Tag: VectorStormtrevor @ 10:39 pm

OfflineOnlineSo my web server apparently decided to die in a rather spectacular way about two hours ago;  I only just realised it now, as I came to post this update.  Apologies to those who may not have been able to connect during that time!  I’ll be watching closely to make sure it remains okay.

On the topic of offline, the screenshot here is a composite of an offline and an online view of an MMORPG, in my current development codebase.  The new things in this screenshot are the fog (mentioned yesterday), and the new offline terrain rendering, which is slowly moving in a more blocky, almost Darwinia-inspired direction.  I’m not sure whether I’ll really use that look;  it’s difficult to tune the appearance of your game when it looks different when offline than when online, so maybe I oughtn’t.  More thought will be required.

There’s also the in-progress top-left information box.  Right now it’s still using a lot of old UI tech, but I’ve got a number of key indicators on it and functional, now.  Though obviously, it needs to be prettied up an awful lot.  And right now, it’s crowding the left toolbar.  But that’s okay;  that left toolbar is going to be moving to the bottom of the screen, shortly, so it won’t look so cluttered up there for much longer.

I also fixed a pretty major performance problem in the VectorStorm engine, today.  While flying around in “noclip” mode, I noticed that despite my having code in place to keep the game from trying to draw terrain that’s under water, it seemed to be doing so in many places.  In fact, as I flew around the world, more and more often I’d find large blocks of sea floor being drawn.  It took me an hour or two, but I eventually tracked down the culprit;  VectorStorm’s OpenGL code had a minor bug in it which caused it to submit more data to the video card than was requested by the game.  The biggest place where this was causing problems was in the streaming of terrain data, where I re-used several buffers which could drastically change size from one piece of terrain to another.  Net result from fixing this bug is that on my (rather fast) computer, my average FPS rose from about 100fps to about 160fps.  I haven’t yet tested it on my slower test computers where the game was struggling to hold 60fps, but the way I see it, telling the GPU to draw fewer illegal triangles can only help performance!


Sep 15 2009

Slow day

Tag: Full Games,MMORPG Tycoontrevor @ 12:13 am

Today, I actually got very little work done;  was doing the rounds and looking at various new MMORPGs.  Took a peek at Champions Online and the new free-to-play DnD Online, neither of which really thrilled me.  Each had some interesting minor variations on the standard MMORPG formula, but neither seemed to do anything that was genre-redefining.
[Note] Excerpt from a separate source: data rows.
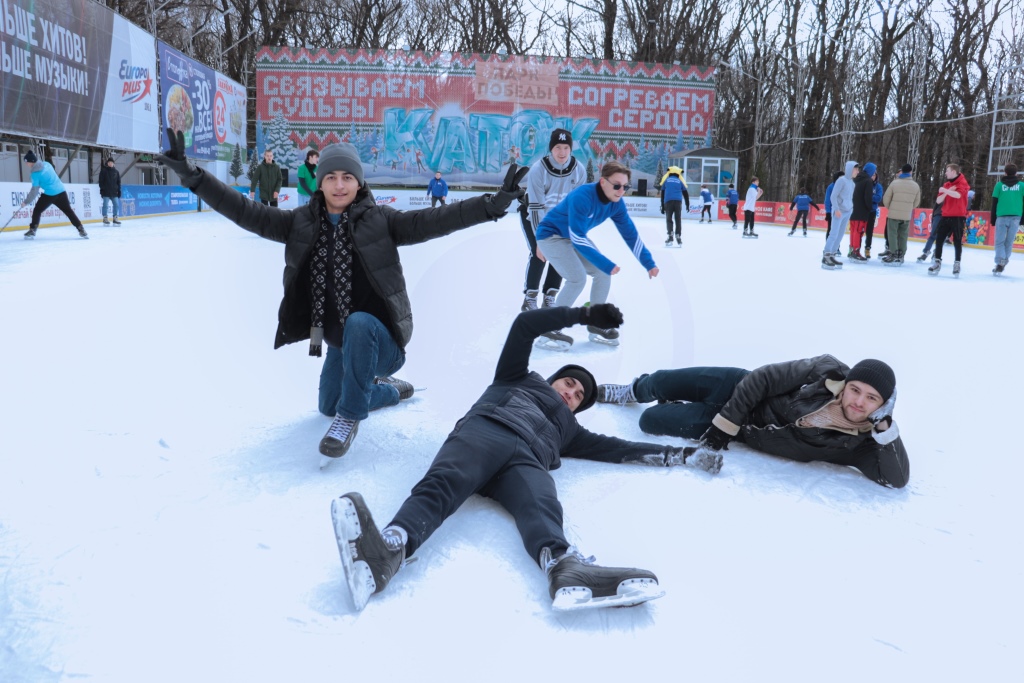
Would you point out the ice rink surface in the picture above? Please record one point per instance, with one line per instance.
(163, 518)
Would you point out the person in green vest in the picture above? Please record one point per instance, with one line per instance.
(267, 179)
(307, 177)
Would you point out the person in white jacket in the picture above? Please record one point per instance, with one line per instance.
(842, 199)
(754, 193)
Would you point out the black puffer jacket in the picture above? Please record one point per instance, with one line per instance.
(377, 233)
(863, 198)
(523, 401)
(767, 403)
(110, 181)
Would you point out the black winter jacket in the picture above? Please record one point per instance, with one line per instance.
(766, 404)
(110, 181)
(377, 233)
(523, 401)
(863, 198)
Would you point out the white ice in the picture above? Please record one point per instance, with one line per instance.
(163, 518)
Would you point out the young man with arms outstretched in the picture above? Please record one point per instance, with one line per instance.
(810, 410)
(504, 449)
(343, 279)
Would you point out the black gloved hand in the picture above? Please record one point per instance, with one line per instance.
(882, 418)
(603, 315)
(175, 160)
(715, 438)
(509, 190)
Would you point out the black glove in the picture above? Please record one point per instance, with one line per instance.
(601, 315)
(510, 190)
(715, 438)
(884, 414)
(175, 160)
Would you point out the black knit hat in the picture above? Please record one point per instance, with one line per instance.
(877, 374)
(560, 136)
(586, 380)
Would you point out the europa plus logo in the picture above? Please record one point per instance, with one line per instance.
(136, 82)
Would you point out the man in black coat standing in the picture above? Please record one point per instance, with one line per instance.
(110, 189)
(810, 410)
(343, 280)
(504, 447)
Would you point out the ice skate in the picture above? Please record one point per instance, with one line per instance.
(369, 559)
(338, 439)
(555, 340)
(577, 583)
(529, 300)
(406, 389)
(549, 298)
(620, 394)
(608, 337)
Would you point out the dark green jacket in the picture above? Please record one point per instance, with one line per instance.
(267, 179)
(377, 233)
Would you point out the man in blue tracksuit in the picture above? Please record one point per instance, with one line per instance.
(46, 184)
(828, 189)
(842, 201)
(437, 189)
(673, 195)
(562, 240)
(708, 199)
(732, 203)
(803, 202)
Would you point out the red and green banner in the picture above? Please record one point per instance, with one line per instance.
(469, 116)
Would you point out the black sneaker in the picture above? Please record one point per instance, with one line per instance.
(404, 388)
(621, 394)
(367, 558)
(576, 583)
(339, 437)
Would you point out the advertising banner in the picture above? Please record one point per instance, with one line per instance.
(74, 71)
(469, 116)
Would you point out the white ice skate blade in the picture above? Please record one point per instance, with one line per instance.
(598, 339)
(552, 345)
(630, 594)
(358, 577)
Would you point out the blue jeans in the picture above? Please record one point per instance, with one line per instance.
(115, 202)
(1006, 231)
(692, 397)
(835, 242)
(368, 350)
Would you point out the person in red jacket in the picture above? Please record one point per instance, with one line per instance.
(952, 197)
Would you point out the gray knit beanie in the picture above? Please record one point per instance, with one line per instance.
(339, 157)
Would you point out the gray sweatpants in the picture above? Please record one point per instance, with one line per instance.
(574, 268)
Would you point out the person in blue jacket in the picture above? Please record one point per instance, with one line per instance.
(878, 193)
(732, 203)
(709, 200)
(437, 189)
(46, 184)
(561, 239)
(673, 196)
(803, 203)
(837, 176)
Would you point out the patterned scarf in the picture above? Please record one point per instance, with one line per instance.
(326, 271)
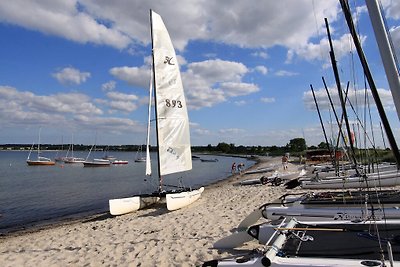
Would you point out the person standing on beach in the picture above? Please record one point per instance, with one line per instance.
(284, 162)
(240, 168)
(234, 168)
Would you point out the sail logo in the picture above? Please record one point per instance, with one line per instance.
(168, 60)
(173, 152)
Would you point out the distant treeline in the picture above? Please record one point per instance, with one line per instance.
(295, 145)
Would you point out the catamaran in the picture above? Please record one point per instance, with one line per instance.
(39, 161)
(172, 127)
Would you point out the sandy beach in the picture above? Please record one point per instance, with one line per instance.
(149, 237)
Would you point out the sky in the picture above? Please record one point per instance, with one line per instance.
(80, 69)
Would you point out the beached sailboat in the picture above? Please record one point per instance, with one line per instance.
(139, 155)
(39, 161)
(294, 243)
(172, 127)
(95, 162)
(71, 159)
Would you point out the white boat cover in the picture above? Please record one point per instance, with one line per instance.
(172, 118)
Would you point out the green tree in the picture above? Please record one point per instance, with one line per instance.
(224, 147)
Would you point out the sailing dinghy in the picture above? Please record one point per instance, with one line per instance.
(172, 127)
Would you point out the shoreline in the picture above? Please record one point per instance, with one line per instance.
(149, 237)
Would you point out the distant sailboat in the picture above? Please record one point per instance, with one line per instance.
(95, 162)
(172, 124)
(72, 159)
(39, 161)
(139, 155)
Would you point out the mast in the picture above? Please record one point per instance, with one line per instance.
(337, 79)
(155, 100)
(386, 50)
(374, 91)
(322, 124)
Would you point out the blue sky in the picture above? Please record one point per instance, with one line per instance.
(81, 68)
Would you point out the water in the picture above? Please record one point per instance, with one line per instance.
(35, 195)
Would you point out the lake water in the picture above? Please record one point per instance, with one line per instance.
(35, 195)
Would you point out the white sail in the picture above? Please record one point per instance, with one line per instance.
(172, 119)
(148, 160)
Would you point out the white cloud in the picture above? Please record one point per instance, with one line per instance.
(285, 73)
(121, 96)
(240, 103)
(263, 55)
(267, 99)
(108, 86)
(133, 75)
(63, 18)
(310, 51)
(18, 107)
(261, 69)
(71, 76)
(355, 96)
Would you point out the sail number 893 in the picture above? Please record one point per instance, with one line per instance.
(173, 103)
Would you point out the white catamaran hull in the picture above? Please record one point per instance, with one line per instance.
(276, 237)
(122, 206)
(391, 178)
(347, 213)
(179, 200)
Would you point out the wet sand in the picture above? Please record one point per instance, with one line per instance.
(149, 237)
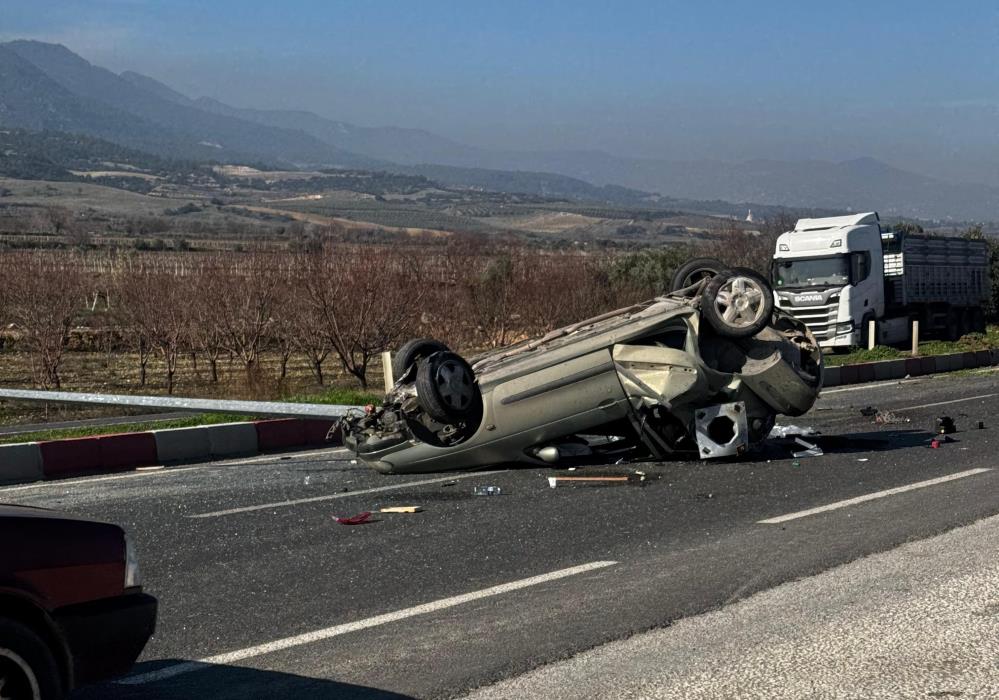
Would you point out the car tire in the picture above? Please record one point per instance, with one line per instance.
(413, 351)
(738, 303)
(694, 271)
(446, 388)
(28, 669)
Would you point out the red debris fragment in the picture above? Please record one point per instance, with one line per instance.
(358, 519)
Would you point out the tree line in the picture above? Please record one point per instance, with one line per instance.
(335, 306)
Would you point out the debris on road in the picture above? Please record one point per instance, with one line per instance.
(635, 478)
(889, 418)
(402, 509)
(810, 450)
(359, 519)
(782, 431)
(945, 425)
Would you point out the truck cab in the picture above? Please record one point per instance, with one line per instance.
(829, 273)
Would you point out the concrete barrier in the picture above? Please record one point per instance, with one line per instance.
(317, 430)
(182, 444)
(279, 434)
(127, 450)
(64, 458)
(232, 439)
(20, 463)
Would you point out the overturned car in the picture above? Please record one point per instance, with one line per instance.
(703, 370)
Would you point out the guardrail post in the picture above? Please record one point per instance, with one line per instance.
(387, 371)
The one thing that I did get implemented code-wise today was implementing fog properly inside the core VectorStorm engine.  That is, game code can now specify what type of fog to use, what colour it should be, and how thick it should be;  previously, it was hard-coded inside VectorStorm that everything which was marked as being affected by lights would also be affected by a greyish fog.  This change has made it so I can now have a thin black fog while the MMORPG is offline, and fade that black fog into the thicker, greyer fog as the game servers are brought online and the colourful sky is moved into place.  The grey fog always looked really weird against that flat black offline sky, I felt.  It’s much better now.

This fog support will be migrated back into the public “VectorStorm” source code repository not too far in the future, at the same time as the rest of the big MMORPG Tycoon 2-driven engine changes get merged back into the public trunk.